Metadata-Version: 2.1
Name: pg_to_evalscript
Version: 0.2.7
Description-Content-Type: text/markdown
License-File: LICENSE

# openEO process graph to evalscript converter
This repository contains a library for converting [openEO process graphs](https://api.openeo.org/#section/Processes/Process-Graphs) to [Sentinel Hub evalscripts](https://docs.sentinel-hub.com/api/latest/evalscript/v3/).

The motivation behind this library is to reduce the data transfer between the SH backend and the openEO backend and to move part of the processing directly to backend where the data is stored.

## API

#### convert_from_process_graph

```python
convert_from_process_graph(
    process_graph,
    user_defined_processes={},
    n_output_bands=1,
    sample_type="FLOAT32",
    units=None,
    bands_dimension_name="bands",
    temporal_dimension_name="t",
    bands_metadata=[]
)
```

###### Parameters

* **`process_graph`**: *dict*

    OpenEO process graph JSON as Python dict object.

* **`user_defined_processes`**: *dict*

    Dictionary of [user-defined processes](https://open-eo.github.io/openeo-python-client/udp.html) that can be used in the process graph. 

    The format should be: `<user-defined-process-id> : <user-defined-process-graph>`.

* **`n_output_bands`**: *int, optional*. Default: `1`

    Number of output bands in the evalscript. This can be set if the value is known beforehand. See [docs](https://docs.sentinel-hub.com/api/latest/evalscript/v3/#output-object-properties).

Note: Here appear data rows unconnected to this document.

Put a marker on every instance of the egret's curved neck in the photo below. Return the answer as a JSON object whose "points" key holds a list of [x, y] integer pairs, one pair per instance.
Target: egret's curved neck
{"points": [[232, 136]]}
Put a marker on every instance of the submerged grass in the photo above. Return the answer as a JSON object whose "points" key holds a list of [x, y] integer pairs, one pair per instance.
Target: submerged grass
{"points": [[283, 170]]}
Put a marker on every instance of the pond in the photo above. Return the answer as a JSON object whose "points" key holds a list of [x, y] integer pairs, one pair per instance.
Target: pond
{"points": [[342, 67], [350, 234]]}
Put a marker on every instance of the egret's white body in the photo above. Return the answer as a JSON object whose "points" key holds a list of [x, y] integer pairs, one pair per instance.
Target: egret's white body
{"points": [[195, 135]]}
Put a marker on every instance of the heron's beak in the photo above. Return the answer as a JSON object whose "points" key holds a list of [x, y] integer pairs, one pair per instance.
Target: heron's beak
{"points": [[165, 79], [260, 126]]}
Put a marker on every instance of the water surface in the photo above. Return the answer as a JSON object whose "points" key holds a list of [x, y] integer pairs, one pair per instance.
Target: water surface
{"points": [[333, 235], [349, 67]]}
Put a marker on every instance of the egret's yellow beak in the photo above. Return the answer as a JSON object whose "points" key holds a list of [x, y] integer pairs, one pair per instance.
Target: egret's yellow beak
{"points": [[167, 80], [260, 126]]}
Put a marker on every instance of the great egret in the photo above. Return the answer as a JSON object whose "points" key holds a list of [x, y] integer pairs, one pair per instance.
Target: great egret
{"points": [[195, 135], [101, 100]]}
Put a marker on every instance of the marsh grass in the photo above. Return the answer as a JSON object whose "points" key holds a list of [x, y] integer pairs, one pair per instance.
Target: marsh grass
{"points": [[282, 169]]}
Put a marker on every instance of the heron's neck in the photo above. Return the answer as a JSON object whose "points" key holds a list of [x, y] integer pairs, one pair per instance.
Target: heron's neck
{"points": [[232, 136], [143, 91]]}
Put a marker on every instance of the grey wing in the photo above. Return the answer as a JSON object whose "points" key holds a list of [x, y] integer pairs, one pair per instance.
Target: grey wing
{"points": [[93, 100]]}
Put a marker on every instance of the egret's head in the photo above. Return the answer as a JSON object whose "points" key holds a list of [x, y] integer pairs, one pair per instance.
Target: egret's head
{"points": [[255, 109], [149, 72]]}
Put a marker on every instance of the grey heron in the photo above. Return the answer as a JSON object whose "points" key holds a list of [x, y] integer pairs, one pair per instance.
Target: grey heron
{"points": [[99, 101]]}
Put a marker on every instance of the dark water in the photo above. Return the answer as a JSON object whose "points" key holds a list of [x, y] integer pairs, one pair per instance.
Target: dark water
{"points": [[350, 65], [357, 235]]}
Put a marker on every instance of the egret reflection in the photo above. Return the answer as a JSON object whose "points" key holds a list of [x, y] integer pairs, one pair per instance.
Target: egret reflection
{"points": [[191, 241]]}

* **`sample_type`**: *str, optional*. Default: `FLOAT32`

    Desired `sampleType` of the output raster. See [possible values](https://docs.sentinel-hub.com/api/latest/evalscript/v3/#sampletype).

* **`units`**: *str, optional*. Default: `None`

    Units used by all the bands in the evalscript. If `None`, `units` evalscript parameter isn't set and default units for each band are used. See [docs](https://docs.sentinel-hub.com/api/latest/evalscript/v3/#input-object-properties).

* **`bands_dimension_name`**: *str, optional*. Default: `bands`

    Name of the default dimension of type `bands` of the datacube, as set in `load_collection` and referred to in the openEO process graph.

* **`temporal_dimension_name`**: *str, optional*. Default: `t`

    Name of the default dimension of type `temporal` of the datacube, as set in `load_collection` and referred to in the openEO process graph.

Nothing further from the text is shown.